Named after the emblematic cedar tree that dominates Quinta do Noval's terrace, Cedro is an authentic expression of the Douro. Principally made up of Portuguese varieties, it also contains Syrah, which rounds out the fruit and gives the wine tremendous charm and accessibility.
Characteristics of the vintage
2016 was a year of extremes: a warm winter with high rainfall, at 618 mm twice as much as in an average year. After a wet spring, summer was very hot and dry, with some peaks of heat in August and September.
By the end of August, the harvest looked extremely good, in excellent sanitary condition, but ripening began to slow down due to the very hot and dry conditions.
Fortunately 17 mm of much needed rain fell on 13th September, and maturation continued in ideal conditions from this point onwards. The main part of the harvest began on 19th September in dry and sunny weather, and the fruit continued to ripen throughout the harvest period. We were able to harvest each plot in ideal conditions as ripening continued.
In spite of the unusual and extreme climatic conditions of the year, the end result is of an excellent quality. The dry red wines are high in colour, beautiful, well structured and with good acidity.
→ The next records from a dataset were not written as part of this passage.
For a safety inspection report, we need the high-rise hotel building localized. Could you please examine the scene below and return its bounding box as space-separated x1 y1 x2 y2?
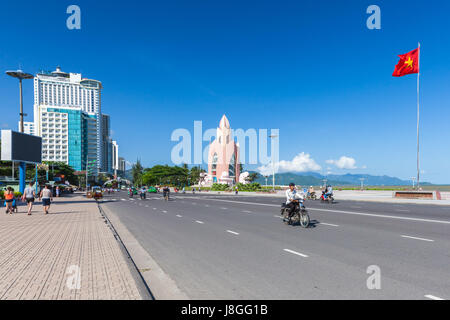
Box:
33 66 115 175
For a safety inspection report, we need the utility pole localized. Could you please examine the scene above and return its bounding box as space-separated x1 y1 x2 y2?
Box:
269 134 278 192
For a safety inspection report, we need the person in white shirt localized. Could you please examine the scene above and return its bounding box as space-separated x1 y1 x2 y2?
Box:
285 183 304 217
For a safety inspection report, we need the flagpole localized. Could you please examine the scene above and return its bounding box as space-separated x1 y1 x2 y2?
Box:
416 42 421 190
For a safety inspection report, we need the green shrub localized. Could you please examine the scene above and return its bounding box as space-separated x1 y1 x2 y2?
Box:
236 183 261 191
211 183 230 191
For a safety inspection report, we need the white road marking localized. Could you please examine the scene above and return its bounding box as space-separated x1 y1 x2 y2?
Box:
283 249 308 258
121 199 126 201
176 214 183 218
195 220 204 224
153 208 157 210
162 210 167 213
274 215 283 219
192 198 450 225
226 230 239 235
401 235 434 242
145 205 149 207
242 210 252 213
220 207 228 210
425 295 444 300
319 222 339 227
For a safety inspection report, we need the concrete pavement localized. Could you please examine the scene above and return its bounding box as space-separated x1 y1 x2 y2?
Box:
0 194 144 300
101 191 450 300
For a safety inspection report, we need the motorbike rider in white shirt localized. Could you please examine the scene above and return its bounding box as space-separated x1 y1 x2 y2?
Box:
285 183 304 217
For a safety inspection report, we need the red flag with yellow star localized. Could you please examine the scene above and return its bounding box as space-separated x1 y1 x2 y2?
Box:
392 47 420 77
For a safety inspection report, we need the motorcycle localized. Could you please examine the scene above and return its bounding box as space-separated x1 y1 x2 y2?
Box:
320 191 334 203
306 192 317 200
280 200 310 228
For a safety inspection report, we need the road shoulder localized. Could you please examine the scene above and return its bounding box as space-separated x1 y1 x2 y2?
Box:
100 203 189 300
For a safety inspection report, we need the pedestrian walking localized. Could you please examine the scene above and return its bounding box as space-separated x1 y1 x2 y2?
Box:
39 185 53 214
22 182 36 216
4 187 14 215
56 186 60 197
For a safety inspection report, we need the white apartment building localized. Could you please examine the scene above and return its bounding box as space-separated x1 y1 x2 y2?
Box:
19 121 36 136
33 67 104 173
Cedro do Noval Tinto 2016 has a dense and opulent red color. The nose reveals spicy aroma, followed by chewy flavors of chocolate, and dark plum. A firm acidity on the palate, slightly smoky finish which enhances the purity and the freshness of the fruit.
Carlos Agrellos, Technical Director
Cedro do Noval is a blended wine including Syrah and the noble grape varieties of the Douro Valley. We planted our first Syrah grapes in 2000. Syrah adapts perfectly to the Douro and expresses the characteristics of the soil rather than its specific varietal flavour.
60 % Touriga Nacional, 20 % Syrah, 15 % Touriga Franca, 4 % Tinto Cão and 1 % Donzelinho Tinto
The wine is vinified in stainless steel vats for a period of 7 days, where it then undergoes malolactic fermentation.
The wine is aged during 10 months in French oak barrels, 12 % in new barrels.